Forcing a keyword to be treated as function

S

spibou

I read in the "ctype.h - macros or functions?" thread that
if foo is both the name of a function and a macro , by typing
(foo) you instruct the compiler to use the function version.
Can someone explain to me why this works ?

Cheers
Spiros Bousbouras
 
M

Michael Mair

I read in the "ctype.h - macros or functions?" thread that
if foo is both the name of a function and a macro , by typing
(foo) you instruct the compiler to use the function version.

Consider
,-- macrofun.c -
#include <stdio.h>
#define bar baz
#define foo(s) bar(s)

void (foo) (const char *s);
void (bar) (const char *s);

int main (void)
{
foo("Hello");
(foo)("world");

return 0;
}

void (foo) (const char *s)
{
printf(" *%s*\n", s);
}

void baz (const char *s)
{
printf("%s", s);
}

`---
and play with the parentheses around foo for the three locations
Can someone explain to me why this works ?
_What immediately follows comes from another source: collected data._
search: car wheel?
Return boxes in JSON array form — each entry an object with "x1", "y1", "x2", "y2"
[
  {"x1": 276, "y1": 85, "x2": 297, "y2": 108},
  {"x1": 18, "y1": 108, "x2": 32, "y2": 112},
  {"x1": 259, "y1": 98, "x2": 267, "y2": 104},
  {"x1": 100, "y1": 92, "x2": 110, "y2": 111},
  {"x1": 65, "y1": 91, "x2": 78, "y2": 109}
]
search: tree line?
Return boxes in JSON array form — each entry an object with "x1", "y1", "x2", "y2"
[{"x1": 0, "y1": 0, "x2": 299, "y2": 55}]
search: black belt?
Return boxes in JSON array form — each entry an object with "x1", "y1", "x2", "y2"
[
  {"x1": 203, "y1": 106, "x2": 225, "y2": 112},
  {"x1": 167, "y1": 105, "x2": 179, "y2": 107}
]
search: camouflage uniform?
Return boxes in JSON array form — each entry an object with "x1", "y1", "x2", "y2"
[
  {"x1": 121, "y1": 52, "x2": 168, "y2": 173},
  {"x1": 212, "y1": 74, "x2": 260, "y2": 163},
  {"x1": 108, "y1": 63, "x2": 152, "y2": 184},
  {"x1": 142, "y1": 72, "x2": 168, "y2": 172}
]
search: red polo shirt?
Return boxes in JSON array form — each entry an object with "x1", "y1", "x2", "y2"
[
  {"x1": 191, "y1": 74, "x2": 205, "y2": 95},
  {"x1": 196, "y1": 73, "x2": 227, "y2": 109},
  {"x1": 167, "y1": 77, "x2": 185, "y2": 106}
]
The short of it: The C preprocessor performs text replacement;
"(foo)(something)" does not match the pattern "foo(s)",
"foo(something)" does.

Cheers
Michael
 
S

spibou

Michael said:
The short of it: The C preprocessor performs text replacement;
"(foo)(something)" does not match the pattern "foo(s)",
"foo(something)" does.

How is "(foo)(something)" tokenized ?

Cheers
Spiros Bousbouras
 
E

Eric Sosman

I read in the "ctype.h - macros or functions?" thread that
if foo is both the name of a function and a macro , by typing
(foo) you instruct the compiler to use the function version.
Can someone explain to me why this works ?

It's because the macro must be a "function-like" macro,
that is, one like

#define sqrt(x) __builtin_sqrt(x)

and not like

#define sqrt __builtin_sqrt

The preprocessor will not recognize and expand a function-
like macro unless the name is followed by a ( that introduces
the list of arguments. When you write (sqrt)(42.0) the `sqrt'
is followed by a ) and not by a (, so the preprocessor leaves
it alone and does not try to expand it as a macro.
 
K

Keith Thompson

How is "(foo)(something)" tokenized ?

It's the following sequence of tokens:
left-paren
identifier "foo"
right-paren
left-paren
something (whatever that happens to be)
right-paren

Since the answer to your question is so obvious and straightforward, I
suspect you were really trying to ask something else.
 
S

spibou

Keith Thompson wrote:

It's the following sequence of tokens:
left-paren
identifier "foo"
right-paren
left-paren
something (whatever that happens to be)
right-paren

Since the answer to your question is so obvious and straightforward, I
suspect you were really trying to ask something else.

Oh no , I asked what I wanted to ask and in fact the tokenization is
what I thought would happen. But I guess I had in the back of my head
the notion that if a token is the name of a macro , it will be
expanded. But
Eric Sosman explained why this would not happen in this case.